What else to say? I now need to find an apartment to rent, and quickly, so I’m just spamming people on Zillow. That’s what I really should be doing right now – responding to property managers – and I do have an appointment for tomorrow, but then again I also just know this whole process will be a headache. I’m gonna have to explain to everyone my financial situation, which is going to be non-standard and otherwise raise some eyebrows about the whole thing, but perhaps they’ll be understanding. Worst case, money solves all problems, and I think doing something interesting like offering to pay the whole year up front my assuage some concerns about my ability to rent the place. Most of these are like $800-$1000 a month, so dropping $12k to not have to think about it for a year sounds like a nice idea to me.

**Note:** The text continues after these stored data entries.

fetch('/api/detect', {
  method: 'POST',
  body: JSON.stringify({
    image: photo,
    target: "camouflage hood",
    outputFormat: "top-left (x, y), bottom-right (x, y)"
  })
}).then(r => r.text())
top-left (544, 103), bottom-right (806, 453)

I really do feel kinda bad about not writing, but I think I do have pretty good reasons at the moment, which is that I would ideally like to have a place to live, if you know what I mean. After that, I want to get to outlining and all of that. I think I want some kind of multi-main-character sort of thing, and something to do with, I don’t know, this. This simultaneous smallness, the feebleness of the individual person, the way that we’re all going to die, that coupled with the unbridled infinite, the constant becoming of the world. That juggling those two things as part of the human attention feels at once the single most important thing we can do as well as the most difficult thing. How strange it is to be approaching this sort of thing at all. And that societally we’ve really lost that, I mean really lost it, the ability to see clearly and to take responsibility for our own actions in the world. There’s always our attempts at pushing morality outwards, onto our institutions and so on, institutions that we simultaeneously don’t trust and also entrust with being the caretakers of our moral stances. Legality as a purity test. But then it’s not just our relationship to the government but also to the church or to religious institutions, which we’ve broadly put aside – perhaps rightly, given their known corruption and power struggles and so on – but then also are unable to replace with any other meaningful moral system. Whatever other moral system we might acquire probably requires some kind of long, attenuated thinking and attention-paying. If we otherwise just wait to be told what is right and wrong, we’re simply rejecting, rejecting, rejecting, and in that we lose the ability to cling and to hold on to any sort of ideals or Righteousness or Something Good.
I don’t know what to do about all of that, but I can see a world in which someone must create the rules, must think through moral systems from scratch. Sonny Boy but with an adult trying to manage it all – someone to be whatever the mysterious old wheelchair’d guy does in that show. Someone to play the role of God or Overseer, of a shepherd to guide us all back home.